There was a lot of national attention at Oberlin last year concerning Professor Joy Karega, who made posts that many people considered antiSemitic, and was placed on academic leave. What was your reaction to that and was it before you knew you were coming to Oberlin?

It was definitely before I took the job; it was all while I was interviewing. The work I really want to be doing is creating spaces for students to grow, figure out who they are and take ownership — all those sorts of things. Most of the time, national attention doesn’t help with that. There are times it can be useful, but usually not. I think there are really interesting questions to be asked about the ways anti-Semitism does and does not map onto how other oppressions manifest in America these days. I think these conversations happen best at a lower pitch. So when everyone is really angry about it and is made to feel lesser, it’s much harder to have productive conversations. My reaction to what I’ve heard about all of that is, I want to build relationships with people in communities who might have different ways of thinking than [I do] and to explore what questions there are on campus.

What are your ideas to bring that pitch down to help make discussions more productive on campus?

Last year I was in a fellowship called Resetting the Table. Their mission is to lower the temperature of the Israel conversation in the American Jewish community by training facilitators to moderate conversations amongst people with radically different views. It’s not to make them agree with the other person, but just to help them be in the same space and listen to each other. So I have that in my head as something to infuse into the culture if I were the queen of Oberlin or something, because I think it’s really important to listen to someone even if you don’t agree with them. I mean, it’s a big task, and I’m just me, but that’s one of my ideas.

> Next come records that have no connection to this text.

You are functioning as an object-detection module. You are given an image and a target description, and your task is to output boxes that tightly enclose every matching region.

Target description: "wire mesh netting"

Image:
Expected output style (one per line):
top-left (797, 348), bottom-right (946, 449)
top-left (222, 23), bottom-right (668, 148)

You spent several years working in Israel as a teacher. Can you say a bit what that was like?

It was really complicated. I was there immediately after I was ordained as a rabbi. My partner is Israeli, so I was there while she was finishing her Ph.D., and I loved a lot of it — I love speaking Hebrew — but Israel is a very complicated place to be if you are not Orthodox but are interested in being Jewish and practicing Judaism. It’s also a very complicated place to be queer. It’s not entirely difficult, and I know saying “complicated” is a cop-out, but that’s absolutely my Facebook status about living in Israel: it was complicated.

To go back to the controversy last year a bit, do you anticipate Jewish students will feel unsafe at all coming back to campus?

I definitely worry about it. I don’t know what to anticipate, but what I do know is I was here two weeks before students came back, and I spent a lot of time talking with administration and staff. My sense is, from that place, that there has been an enormous amount of effort and goodwill put into making Oberlin as safe a space as possible for all students on campus. I don’t yet have a sense of how students are feeling coming back, but my hope is that it will be a calmer year so we can do that rebuilding work in the Jewish community and the wider community.